FY2026 · Vol. 1, No. 3
Data Desk · Original Reporting

Award Velocity by Agency, Last 90 Days

Which agencies are still cutting, which have effectively paused, and what the divergence implies for your Q3 pipeline.

By Shahid ShahMay 6, 20265 min read

Award velocity over the last 90 days is bimodal across the civilian agencies. DoD and VA are roughly flat against their FY24 same-period baselines. HHS, DHS, and the Department of Commerce are down 18% to 31% on obligated dollars. The bimodal pattern is the story.
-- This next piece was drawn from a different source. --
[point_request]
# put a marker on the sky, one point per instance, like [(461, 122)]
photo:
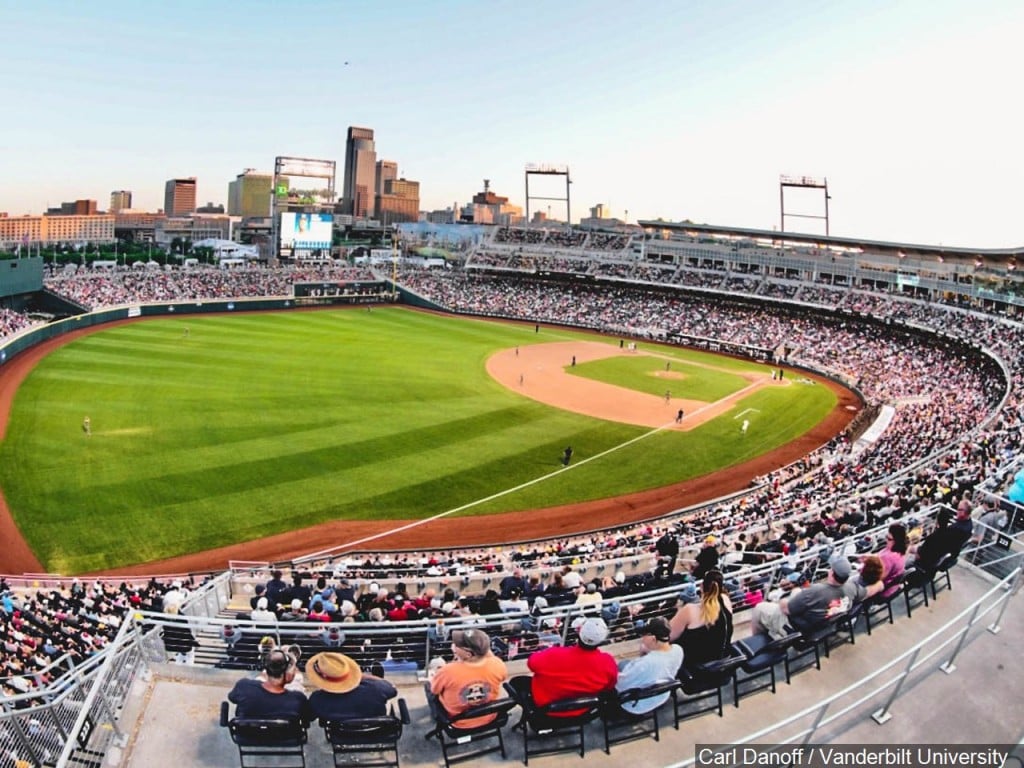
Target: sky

We have spent the better part of three months running the underlying obligations data against agency strategic plans and the FY26 President's Budget Request. The result is less a story than a pattern — and the pattern is not what the trade press has been describing.

-31%

Department of Commerce obligated dollars vs. FY24 Q2

USASpending.gov, pulled 2026-05-04

What the bimodal pattern means for pipeline planning

Pipelines built against an even cross-agency baseline are now under-weighting the agencies still cutting and over-weighting the agencies that have paused. The correction is mechanical: re-baseline weekly, not quarterly, for the rest of FY26.

"We rebuilt our pipeline weighting in March against a flat baseline. We were wrong by April. We will not be wrong again in May."
A contracting officer at a mid-tier civilian agency, speaking on background

What that means for an operator at $5M to $50M in annual federal revenue is unambiguous: the surface area you can reasonably cover is shrinking, and the cost of being wrong about which vehicles to chase has roughly doubled since FY23.

We will keep tracking this through the end of the fiscal year. If the pattern holds through Q4, the implications for the FY27 budget cycle are larger than anything we have written about in the past twelve months.